Much is at stake for both contenders, who are expected to square off Wednesday for more than two hours in their final showdown before Sunday's runoff vote.
Le Pen, has been setting the pace in the finale of the campaign with a well-oiled communication strategy that included a surprise visit at a factory just before her rival arrived, but the latest opinion polls show the pro-EU Macron holding a strong lead over his far-right rival.
The 39-year-old Macron, who has been criticized for his early celebrations after he finished nearly three points ahead of Le Pen in the first-round vote April 23, needs to convince leftist voters that his pro-business and liberal stance should not deter them from supporting him.
Le Pen, who has softened her anti-EU message over the past 10 days to broaden her political reach, is expected to hammer home her favorite themes of security and identity as she tries to lure traditional rightist voters who supported Francois Fillon in the first round. Fillon, a former prime minister, finished third with some 20 percent of the votes and polls suggest that as many as a third of Fillon's voters will choose Le Pen in the second round.
Both candidates will also go after backers of far-left leader Jean-Luc Melenchon, who refused to endorse either finalist in a race which he says pits "the extreme right" against "extreme finance" — a jab at Macron's career in banking.
Macron said this week he heard the "anger" of those who voted for populist candidates, while Le Pen, who tried to portray herself as the candidate of the people, called on the 7 million backers of Melenchon to "block" Macron.
The 48-year-old Le Pen should stay faithful to her colorful style and attack her rival head-on. Macron says he wants "to fight hand-to-hand, to fight in substance and demonstrate that her ideas are fake solutions."

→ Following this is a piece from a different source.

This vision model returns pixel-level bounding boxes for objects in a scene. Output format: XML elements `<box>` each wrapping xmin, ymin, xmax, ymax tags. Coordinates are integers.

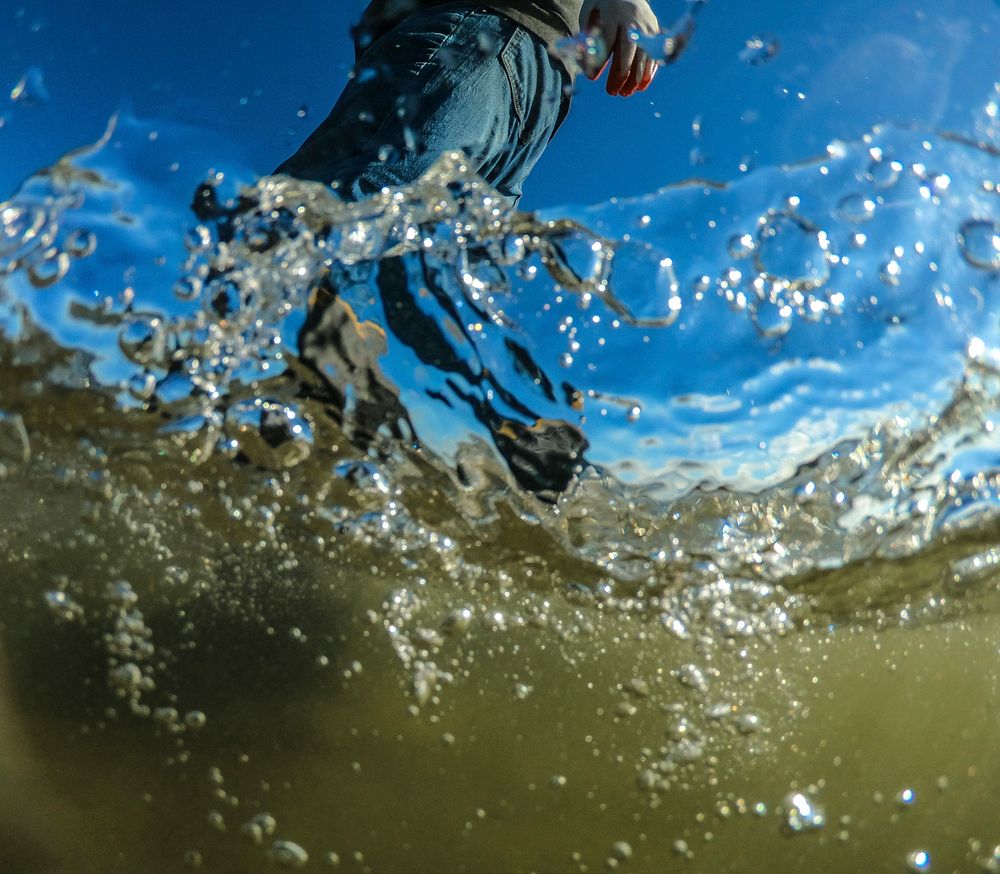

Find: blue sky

Le Pen used a tweet to associate Macron to his mentor in politics, the unpopular President Francois Hollande.
"If Mr. Macron does not feel at ease, he still can ask Francois Hollande to come and hold his hand, I won't oppose it," Le Pen wrote.
Wednesday's debate marks the first time that a National Front candidate is taking part in the pre-runoff TV debate. In 2002, when Jean-Marie Le Pen — Marine's father — made it to the second round, Jacques Chirac refused to appear with the far-right party co-founder, explaining that he did not want to contribute to the normalization of hatred and intolerance.
The campaign is unfolding amid unprecedented security, with France under a state of emergency after multiple attacks by Islamic extremists. Hollande called on Wednesday "for the utmost vigilance and the mobilization of all state means to allow the smooth running of the second round of voting for the presidential election."